Page:Maupassant - La Maison Tellier, OC, Conard, 1908.djvu/296

Le texte de cette page a été corrigé et est conforme au fac-similé.
282
LES CONSEILS D’UNE GRAND’MÈRE.

Deux balles étaient demeurées dans la poitrine, une dans l’épaule, l’autre dans la hanche. Le monsieur resterait estropié toute sa vie. La jeune fille avait été acquittée aux applaudissements de la foule, et le journal maltraitait fort ce séducteur de vierges faciles.

Cette fois la vieille grand-mère se révolta tout à fait, et, la voix tremblante :

— Mais vous êtes donc fous aujourd’hui, vous êtes fous. Le bon Dieu vous a donné l’amour, la seule séduction de la vie ; l’homme y a mêlé la galanterie, la seule distraction de nos heures, et voilà que vous y mettez du vitriol et du revolver, comme on mettrait de la boue dans un flacon de vin d’Espagne !

Berthe ne paraissait pas comprendre l’indignation de son aïeule.
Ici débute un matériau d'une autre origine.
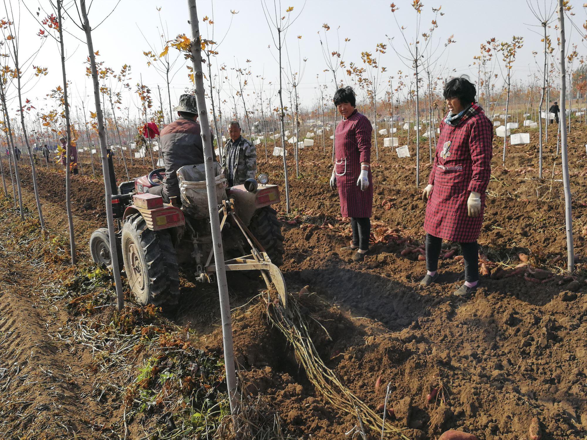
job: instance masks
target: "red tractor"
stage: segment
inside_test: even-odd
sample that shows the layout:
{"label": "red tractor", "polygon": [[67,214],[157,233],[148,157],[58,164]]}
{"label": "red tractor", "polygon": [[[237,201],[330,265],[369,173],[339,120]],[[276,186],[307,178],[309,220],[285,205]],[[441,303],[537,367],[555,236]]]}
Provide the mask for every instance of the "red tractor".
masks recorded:
{"label": "red tractor", "polygon": [[[260,270],[268,288],[272,282],[285,306],[285,282],[278,268],[283,263],[284,236],[271,207],[279,202],[278,187],[268,184],[267,175],[261,174],[258,180],[227,188],[220,164],[214,165],[226,270]],[[175,198],[166,204],[147,192],[161,184],[164,168],[123,182],[117,188],[113,185],[117,193],[112,197],[112,208],[119,262],[124,262],[129,286],[140,304],[177,304],[180,268],[198,281],[214,281],[204,164],[182,167],[177,175],[181,205]],[[112,266],[107,229],[92,235],[90,251],[97,264]]]}

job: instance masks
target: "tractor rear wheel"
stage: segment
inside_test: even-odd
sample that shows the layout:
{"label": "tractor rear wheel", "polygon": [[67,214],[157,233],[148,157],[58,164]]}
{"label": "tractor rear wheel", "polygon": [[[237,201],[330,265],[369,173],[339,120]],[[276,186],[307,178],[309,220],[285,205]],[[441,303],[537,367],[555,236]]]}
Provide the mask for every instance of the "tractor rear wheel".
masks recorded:
{"label": "tractor rear wheel", "polygon": [[279,267],[284,263],[284,236],[277,212],[271,207],[259,209],[251,219],[249,229],[265,249],[271,262]]}
{"label": "tractor rear wheel", "polygon": [[122,255],[130,290],[137,302],[175,306],[180,277],[171,237],[167,231],[151,231],[134,214],[122,227]]}

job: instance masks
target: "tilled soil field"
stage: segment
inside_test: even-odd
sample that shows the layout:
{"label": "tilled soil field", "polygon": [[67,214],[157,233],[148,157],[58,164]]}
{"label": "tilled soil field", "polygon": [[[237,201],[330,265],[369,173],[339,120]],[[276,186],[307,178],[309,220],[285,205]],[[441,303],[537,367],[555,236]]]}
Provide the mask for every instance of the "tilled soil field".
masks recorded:
{"label": "tilled soil field", "polygon": [[[286,251],[282,270],[311,323],[316,350],[340,383],[380,415],[389,386],[387,407],[393,409],[386,417],[406,428],[408,438],[435,439],[456,428],[482,439],[529,439],[535,417],[542,439],[587,436],[587,127],[573,122],[569,136],[576,261],[572,276],[565,273],[555,131],[549,136],[542,180],[537,131],[531,132],[529,144],[508,147],[505,166],[502,145],[494,140],[479,240],[481,287],[467,299],[452,295],[463,282],[455,243],[444,243],[438,283],[427,289],[418,284],[426,270],[425,204],[415,185],[415,158],[400,159],[393,149],[380,147],[377,160],[373,150],[373,245],[365,261],[355,263],[350,253],[340,250],[350,231],[347,219],[340,218],[338,194],[328,185],[332,141],[326,143],[326,154],[318,137],[315,146],[300,150],[297,176],[293,154],[288,155],[289,214],[285,212],[282,160],[271,155],[272,143],[267,160],[263,144],[258,147],[259,171],[282,188]],[[378,143],[383,145],[382,137]],[[415,155],[413,144],[410,151]],[[420,153],[420,182],[425,185],[430,169],[427,142]],[[116,168],[119,177],[126,177],[117,164]],[[86,172],[90,169],[85,167]],[[148,171],[134,167],[129,173]],[[41,167],[38,172],[48,223],[66,232],[63,174]],[[26,205],[35,211],[26,166],[22,174]],[[79,255],[86,264],[87,241],[94,228],[105,225],[103,200],[101,180],[73,177]],[[15,319],[28,320],[29,326],[36,325],[30,320],[39,318],[23,312],[28,309],[20,302],[32,307],[40,300],[35,289],[41,289],[32,282],[30,286],[26,296],[12,289],[10,295],[19,299],[3,312],[14,312]],[[258,287],[231,286],[231,301],[239,306],[233,314],[235,348],[247,398],[279,414],[286,438],[344,438],[360,425],[356,414],[333,404],[309,379],[292,346],[268,317],[265,303],[255,296]],[[221,356],[214,286],[194,284],[186,276],[181,292],[183,305],[168,317],[179,326],[189,324],[195,331],[194,344]],[[75,399],[70,400],[75,406]],[[108,404],[99,403],[102,408]],[[87,407],[90,410],[99,411]],[[366,432],[367,438],[380,438],[380,432],[368,428]],[[130,438],[141,438],[136,435]]]}

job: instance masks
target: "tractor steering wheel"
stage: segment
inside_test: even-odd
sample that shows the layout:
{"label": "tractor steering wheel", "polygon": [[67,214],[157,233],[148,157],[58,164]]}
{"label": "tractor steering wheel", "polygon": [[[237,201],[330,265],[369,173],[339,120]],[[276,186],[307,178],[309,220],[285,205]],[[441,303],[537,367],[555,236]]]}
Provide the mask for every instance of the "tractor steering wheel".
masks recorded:
{"label": "tractor steering wheel", "polygon": [[147,176],[147,180],[149,181],[149,182],[154,187],[158,187],[160,185],[161,185],[161,184],[157,183],[156,182],[153,181],[153,177],[157,176],[157,178],[161,182],[163,182],[163,176],[161,175],[161,171],[165,171],[164,168],[158,168],[157,170],[153,170],[152,171],[151,171],[151,172],[149,174],[149,175]]}

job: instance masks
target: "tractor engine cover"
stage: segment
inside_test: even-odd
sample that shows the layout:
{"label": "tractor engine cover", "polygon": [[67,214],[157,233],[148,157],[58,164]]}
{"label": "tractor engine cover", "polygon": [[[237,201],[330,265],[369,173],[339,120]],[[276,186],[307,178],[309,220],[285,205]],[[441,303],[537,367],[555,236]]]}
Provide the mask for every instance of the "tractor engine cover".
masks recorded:
{"label": "tractor engine cover", "polygon": [[[161,173],[164,175],[164,172]],[[158,179],[154,178],[154,180],[156,182]],[[161,181],[160,184],[163,185],[163,182]],[[149,179],[147,178],[147,176],[143,175],[140,177],[137,177],[134,180],[134,189],[136,189],[137,194],[142,194],[143,192],[146,192],[147,191],[153,187],[153,185],[149,181]]]}

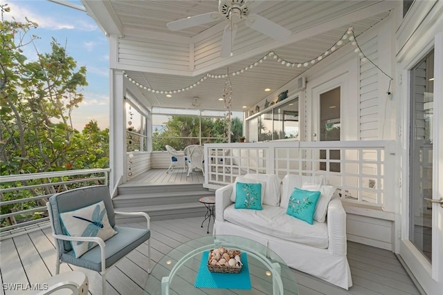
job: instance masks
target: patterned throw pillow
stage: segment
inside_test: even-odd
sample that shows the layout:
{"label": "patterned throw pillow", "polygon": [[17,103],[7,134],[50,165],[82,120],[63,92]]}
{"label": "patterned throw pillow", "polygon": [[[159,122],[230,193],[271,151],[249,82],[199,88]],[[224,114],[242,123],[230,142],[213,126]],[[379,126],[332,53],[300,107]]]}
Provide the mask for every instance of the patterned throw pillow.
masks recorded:
{"label": "patterned throw pillow", "polygon": [[[105,202],[100,201],[77,210],[60,213],[60,219],[68,236],[101,238],[106,240],[117,234],[108,220]],[[75,258],[97,246],[93,242],[71,241]]]}
{"label": "patterned throw pillow", "polygon": [[235,183],[235,209],[262,210],[262,184]]}
{"label": "patterned throw pillow", "polygon": [[305,191],[304,189],[293,189],[286,213],[288,215],[306,221],[309,225],[314,223],[314,213],[320,191]]}

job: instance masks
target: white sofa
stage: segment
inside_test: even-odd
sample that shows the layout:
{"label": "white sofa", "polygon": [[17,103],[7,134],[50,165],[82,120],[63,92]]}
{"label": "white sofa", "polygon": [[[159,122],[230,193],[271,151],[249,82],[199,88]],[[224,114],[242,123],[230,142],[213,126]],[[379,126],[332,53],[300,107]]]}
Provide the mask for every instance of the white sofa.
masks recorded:
{"label": "white sofa", "polygon": [[264,184],[263,209],[235,209],[235,183],[217,189],[214,234],[243,236],[268,245],[290,267],[348,289],[352,281],[346,257],[346,213],[340,199],[334,196],[325,203],[325,221],[313,225],[287,215],[284,208],[294,187],[305,182],[325,184],[325,178],[288,175],[280,184],[275,175],[244,177]]}

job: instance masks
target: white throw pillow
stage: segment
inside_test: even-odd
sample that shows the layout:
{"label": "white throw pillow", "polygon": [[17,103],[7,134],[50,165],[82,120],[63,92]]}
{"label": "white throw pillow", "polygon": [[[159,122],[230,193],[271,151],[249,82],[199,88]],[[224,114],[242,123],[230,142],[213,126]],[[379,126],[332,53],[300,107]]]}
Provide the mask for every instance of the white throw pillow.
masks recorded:
{"label": "white throw pillow", "polygon": [[[105,202],[100,201],[77,210],[60,213],[60,219],[69,236],[75,237],[99,237],[106,240],[117,234],[108,219]],[[71,241],[75,258],[97,246],[93,242]]]}
{"label": "white throw pillow", "polygon": [[318,222],[326,221],[326,213],[329,201],[334,196],[335,189],[330,185],[319,185],[314,183],[305,182],[302,185],[302,189],[306,191],[320,191],[320,198],[317,202],[317,207],[314,214],[314,220]]}
{"label": "white throw pillow", "polygon": [[278,206],[280,204],[280,184],[282,182],[282,180],[276,174],[248,173],[244,177],[253,178],[266,183],[264,196],[262,197],[264,204],[269,206]]}
{"label": "white throw pillow", "polygon": [[266,189],[266,183],[262,181],[257,180],[253,178],[248,178],[243,176],[237,176],[235,178],[235,182],[234,182],[234,189],[233,189],[233,192],[230,193],[230,200],[231,202],[235,202],[235,186],[237,182],[243,182],[243,183],[261,183],[262,184],[262,204],[263,204],[263,198],[264,196],[264,189]]}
— Mais, grand’mère, cette femme s’est vengée. Songe donc, elle était mariée, et son mari la trompait.

La grand-mère eut un soubresaut.

— Quelles idées vous donne-t-on, à vous autres, jeunes filles d’aujourd’hui ?

Berthe répondit :

— Mais le mariage, c’est sacré, grand’mère.

L’aïeule tressaillit en son cœur de femme née encore au grand siècle galant.